Pakistan’s recurring climate disasters and stalled infrastructure projects have once again highlighted the urgent need for innovative financing solutions. From devastating floods to long-delayed rail upgrades, the story is the same: vision without funds leads to paralysis.
The 2022 floods alone claimed more than 1,700 lives, displaced over two million people, and submerged a tenth of the country. Losses reached nearly $40 billion as farmland, homes, and infrastructure were swept away. Three years later, Punjab’s fertile plains are under water again, with thousands of villages and farms devastated, crippling wheat and cotton output. Agriculture the lifeline of Pakistan’s exports remains under threat.
Beyond Complaints, Toward Resilience
Pakistan’s grievance is undeniable: despite contributing less than half a percent of global carbon emissions, it bears a disproportionate share of climate costs. But internal weaknesses poor urban planning, illegal encroachments, absence of water reservoirs, and weak early-warning systems have worsened the damage. The country cannot afford to remain in a cycle of reaction; resilience and prevention must become central to policy.
At the same time, another long-standing issue continues to hold back progress: the delay in financing Pakistan’s mainline railway from Karachi to Peshawar. Back in 2013, leaders promised a bullet train. It was ambitious, but unrealistic. Even a 160 km/h modern rail line would be transformational slashing travel time, cutting freight costs, and better integrating the economy. Yet the problem hasn’t been the vision, but the financing.
The Missing Link: Dollars
Flood rehabilitation and railway modernization have one thing in common: both require billions of dollars in financing. Each project could cost between $4 billion and $10 billion over the next five to seven years. That scale of funding cannot come from IMF bailouts alone.

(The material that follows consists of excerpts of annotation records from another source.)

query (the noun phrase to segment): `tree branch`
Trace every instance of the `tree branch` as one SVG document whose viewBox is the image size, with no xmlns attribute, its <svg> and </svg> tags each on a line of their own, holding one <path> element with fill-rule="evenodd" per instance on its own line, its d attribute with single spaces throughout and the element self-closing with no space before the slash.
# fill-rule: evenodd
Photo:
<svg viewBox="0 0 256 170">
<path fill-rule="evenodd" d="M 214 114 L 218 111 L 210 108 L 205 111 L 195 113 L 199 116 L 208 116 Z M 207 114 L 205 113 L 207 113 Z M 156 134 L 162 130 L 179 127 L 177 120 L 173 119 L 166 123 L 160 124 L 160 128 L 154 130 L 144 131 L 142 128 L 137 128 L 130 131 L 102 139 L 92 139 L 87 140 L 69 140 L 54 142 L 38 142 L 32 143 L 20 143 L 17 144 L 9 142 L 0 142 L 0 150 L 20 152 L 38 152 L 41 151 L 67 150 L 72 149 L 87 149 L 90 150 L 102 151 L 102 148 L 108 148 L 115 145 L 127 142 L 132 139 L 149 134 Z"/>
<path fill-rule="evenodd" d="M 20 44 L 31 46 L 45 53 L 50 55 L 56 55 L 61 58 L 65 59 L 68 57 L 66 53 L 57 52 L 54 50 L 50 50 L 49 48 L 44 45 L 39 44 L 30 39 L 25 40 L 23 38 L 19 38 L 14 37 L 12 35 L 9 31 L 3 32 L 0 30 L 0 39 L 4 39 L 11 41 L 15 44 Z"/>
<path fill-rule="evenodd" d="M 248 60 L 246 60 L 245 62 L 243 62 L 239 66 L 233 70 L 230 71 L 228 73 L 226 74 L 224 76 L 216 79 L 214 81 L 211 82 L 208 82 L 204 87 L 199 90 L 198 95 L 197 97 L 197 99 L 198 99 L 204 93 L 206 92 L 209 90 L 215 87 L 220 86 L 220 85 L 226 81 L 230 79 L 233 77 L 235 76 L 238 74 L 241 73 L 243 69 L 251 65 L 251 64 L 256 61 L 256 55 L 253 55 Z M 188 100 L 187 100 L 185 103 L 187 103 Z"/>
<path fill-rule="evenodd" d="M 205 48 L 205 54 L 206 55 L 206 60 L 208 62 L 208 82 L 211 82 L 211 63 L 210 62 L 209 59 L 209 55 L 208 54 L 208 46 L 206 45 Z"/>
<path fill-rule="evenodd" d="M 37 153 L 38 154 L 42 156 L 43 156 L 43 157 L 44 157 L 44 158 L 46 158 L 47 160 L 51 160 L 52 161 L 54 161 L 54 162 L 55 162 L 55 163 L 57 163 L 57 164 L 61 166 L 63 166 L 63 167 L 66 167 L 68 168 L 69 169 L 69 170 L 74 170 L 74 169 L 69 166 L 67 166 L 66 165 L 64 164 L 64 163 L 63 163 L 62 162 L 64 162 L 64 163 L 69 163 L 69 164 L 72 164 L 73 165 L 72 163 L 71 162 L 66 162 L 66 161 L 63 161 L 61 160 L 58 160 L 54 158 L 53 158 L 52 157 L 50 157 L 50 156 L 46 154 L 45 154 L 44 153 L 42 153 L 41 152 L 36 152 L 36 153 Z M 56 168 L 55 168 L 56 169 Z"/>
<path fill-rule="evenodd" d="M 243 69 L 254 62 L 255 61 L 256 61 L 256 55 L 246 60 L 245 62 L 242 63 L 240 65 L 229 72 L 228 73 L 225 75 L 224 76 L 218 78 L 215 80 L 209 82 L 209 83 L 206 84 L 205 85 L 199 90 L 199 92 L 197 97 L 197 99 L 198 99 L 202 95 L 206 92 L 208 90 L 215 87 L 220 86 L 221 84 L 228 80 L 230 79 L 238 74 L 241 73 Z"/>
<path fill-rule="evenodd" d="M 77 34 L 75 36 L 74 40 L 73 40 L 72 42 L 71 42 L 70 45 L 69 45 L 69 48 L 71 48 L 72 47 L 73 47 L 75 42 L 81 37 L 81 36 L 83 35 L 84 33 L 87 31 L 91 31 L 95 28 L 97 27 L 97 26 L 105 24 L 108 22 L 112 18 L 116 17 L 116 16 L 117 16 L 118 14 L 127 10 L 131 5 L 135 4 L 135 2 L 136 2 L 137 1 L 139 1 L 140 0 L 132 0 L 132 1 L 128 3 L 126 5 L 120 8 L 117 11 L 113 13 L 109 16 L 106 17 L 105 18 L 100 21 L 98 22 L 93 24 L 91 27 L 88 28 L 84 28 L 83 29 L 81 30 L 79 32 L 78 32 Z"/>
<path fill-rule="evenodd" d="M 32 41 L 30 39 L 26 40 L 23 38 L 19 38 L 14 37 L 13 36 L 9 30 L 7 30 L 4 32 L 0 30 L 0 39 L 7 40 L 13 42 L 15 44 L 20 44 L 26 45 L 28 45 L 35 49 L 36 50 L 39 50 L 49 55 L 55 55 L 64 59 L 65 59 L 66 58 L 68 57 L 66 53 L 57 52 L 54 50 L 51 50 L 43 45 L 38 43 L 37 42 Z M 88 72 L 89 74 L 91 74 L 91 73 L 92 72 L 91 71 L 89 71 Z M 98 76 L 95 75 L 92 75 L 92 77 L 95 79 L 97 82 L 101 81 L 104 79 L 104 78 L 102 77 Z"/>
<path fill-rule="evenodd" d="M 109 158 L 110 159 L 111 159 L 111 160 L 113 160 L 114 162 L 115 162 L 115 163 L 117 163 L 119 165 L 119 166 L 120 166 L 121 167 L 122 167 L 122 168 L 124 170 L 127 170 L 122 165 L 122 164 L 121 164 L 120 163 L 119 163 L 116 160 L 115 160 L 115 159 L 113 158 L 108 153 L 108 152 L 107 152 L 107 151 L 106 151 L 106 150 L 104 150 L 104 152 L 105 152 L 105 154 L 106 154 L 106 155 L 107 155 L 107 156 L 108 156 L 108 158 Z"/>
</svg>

An IMF program is less about direct cash and more about providing an international seal of approval, unlocking loans from allies, markets, and multilaterals. But Pakistan has boxed itself into dependency, constantly waiting for others to bankroll what is essential for its own survival.
A Homegrown Solution
One solution lies in Pakistanis themselves particularly those abroad. Shariah-compliant, dollar-denominated savings instruments could provide a pathway for crowdfunding critical infrastructure. Rail lines, stations, bridges, and land can all serve as asset-backed guarantees in Islamic financing structures. These could attract not just overseas Pakistanis, but also local savers, pension funds, and insurers.
The Roshan Digital Account (RDA) has already shown what’s possible. As of June 2025, $1.4 billion remains invested in Naya Pakistan Certificates. Why not build on this success? Launch a new long-term vehicle perhaps Roshan Pakistan Assets (RPA) or a Pakistan Resilience Fund (PRF) with a 10-year maturity and an 8.25% dollar return.
Incentives Beyond Returns
Financial rewards can be coupled with non-financial incentives: airline miles, retail discounts, waived fees for passports or NADRA services, and recognition of these instruments as collateral for bank loans. The idea is simple make every Pakistani saver feel that their dollar doesn’t just earn, it builds Pakistan.
Taking Ownership of the Future
Concerns about repayment risk are overstated. Of the $11 billion raised through RDAs so far, nearly two-thirds has been invested locally, limiting outflow pressures. These funds circulate inside Pakistan, benefiting Pakistanis. The real danger lies in complacency rolling over IMF tranches and bilateral loans forever.
If Pakistan is to stand on its own feet, it must harness the strength of its diaspora and its people. Instead of waiting for the world to fund our future, we should fund it ourselves transforming the narrative from borrowers in need to builders of resilience and growth.